Adding a contact-tracing program that captures 50 percent of asymptomatic individuals infected by a newly symptomatic individual reduces cumulative deaths to about 0.058 percent. Finally, adding a program that randomly tests 0.1 percent of the population every day reduces cumulative deaths to about 0.042 percent.
And the benefits do not include the values from reduced loss of life. The value of a statistical life (VSL) represents a person's willingness to pay for a reduced probability of death and is a concept used by U.S. federal agencies in the cost-benefit analysis of regulations.3
For example, the Environmental Protection Agency uses an inflation-adjusted 2020 VSL for an adult U.S. citizen of $11.5 million. Rescaling the VSL for the long-term negative health effects of survivors who suffered severe infections, a death is valued at $24 million.
Using this VSL measure, the benefits from reduced mortality on the alternative employment path with increased quarantine, contact tracing and random testing are up to $5 trillion, a multiple of the economic benefits from higher employment and output.
How Much Would an Alternative Path Have Cost?
The simulations suggest that the proposed policies yield better economic and health outcomes, but obviously these policies are not costless.
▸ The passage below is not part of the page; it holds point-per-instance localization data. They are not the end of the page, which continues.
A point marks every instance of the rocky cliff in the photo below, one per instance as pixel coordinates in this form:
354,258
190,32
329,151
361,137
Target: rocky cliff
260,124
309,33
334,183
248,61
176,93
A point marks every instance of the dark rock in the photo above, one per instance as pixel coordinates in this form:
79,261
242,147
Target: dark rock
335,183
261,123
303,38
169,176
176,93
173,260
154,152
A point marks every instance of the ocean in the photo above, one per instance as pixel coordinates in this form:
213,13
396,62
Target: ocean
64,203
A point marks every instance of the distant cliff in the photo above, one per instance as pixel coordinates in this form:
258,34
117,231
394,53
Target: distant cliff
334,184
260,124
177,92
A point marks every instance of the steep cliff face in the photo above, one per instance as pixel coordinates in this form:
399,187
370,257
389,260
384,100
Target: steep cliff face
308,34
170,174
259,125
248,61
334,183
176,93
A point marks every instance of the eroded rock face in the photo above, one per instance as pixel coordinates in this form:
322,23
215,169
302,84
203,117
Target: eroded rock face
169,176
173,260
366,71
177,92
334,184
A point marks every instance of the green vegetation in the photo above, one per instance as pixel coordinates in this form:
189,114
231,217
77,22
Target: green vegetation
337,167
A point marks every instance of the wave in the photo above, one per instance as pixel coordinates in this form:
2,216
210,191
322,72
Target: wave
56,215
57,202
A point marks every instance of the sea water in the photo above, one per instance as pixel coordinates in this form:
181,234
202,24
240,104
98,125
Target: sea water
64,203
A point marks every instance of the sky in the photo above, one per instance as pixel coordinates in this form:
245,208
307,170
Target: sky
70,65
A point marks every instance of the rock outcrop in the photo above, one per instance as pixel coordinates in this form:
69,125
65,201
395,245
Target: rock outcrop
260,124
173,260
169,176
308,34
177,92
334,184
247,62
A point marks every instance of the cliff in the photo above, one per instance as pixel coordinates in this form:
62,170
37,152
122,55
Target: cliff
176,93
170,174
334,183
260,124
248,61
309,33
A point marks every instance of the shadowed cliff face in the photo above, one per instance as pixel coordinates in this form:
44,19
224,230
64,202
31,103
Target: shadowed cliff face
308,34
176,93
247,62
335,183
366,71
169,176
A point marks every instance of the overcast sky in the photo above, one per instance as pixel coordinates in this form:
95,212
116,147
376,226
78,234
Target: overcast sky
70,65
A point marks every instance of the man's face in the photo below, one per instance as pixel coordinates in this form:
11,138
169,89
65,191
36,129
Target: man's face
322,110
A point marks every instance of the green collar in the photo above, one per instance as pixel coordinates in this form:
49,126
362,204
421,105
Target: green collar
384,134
Regarding the potential costs of such policies, we assume:
- Each infected individual going into quarantine is paid $4,400.
- A working contact-tracing program can be established for $25 billion.
- The cost of a random test is $100.
These rough estimates suggest a cost of about $0.1 trillion, about one fifth of the economic benefits from the reduced employment and output losses.
Conclusion
The proposed alternative policies affect the transmission of the virus by reducing the pool of infected individuals that interact with susceptible individuals. In turn, this reduces the number of total transmissions, infected individuals and cumulative deaths.
Simulations of a stylized pandemic model suggest that alternative COVID-19 containment policies such as improved quarantine, contact tracing and random testing could have led to improved economic outcomes and reduced cumulative deaths. The net economic benefit from a policy that avoided the sharp economic slowdown is calculated to be nearly $0.4 trillion, about 2 percent of 2019 GDP. In addition, using the VSL concept the benefit from reduced deaths is estimated to be up to $5 trillion, about 24 percent of 2019 GDP.
Andreas Hornstein is a senior advisor in the Research Department at the Federal Reserve Bank of Richmond.
Andreas Hornstein, "Quarantine, Contact Tracing, and Testing: Implications of an Augmented SEIR Model." Federal Reserve Bank of Richmond Working Paper No. 21-08, April 2021.
The particular values cited in this article are motivated in Hornstein (2021).
For a recent survey of the VSL concept, see Thomas J. Kniesner and W. Kip Viscusi, "The Value of a Statistical Life," Vanderbilt Law Research Paper No. 19-15, May 16, 2019.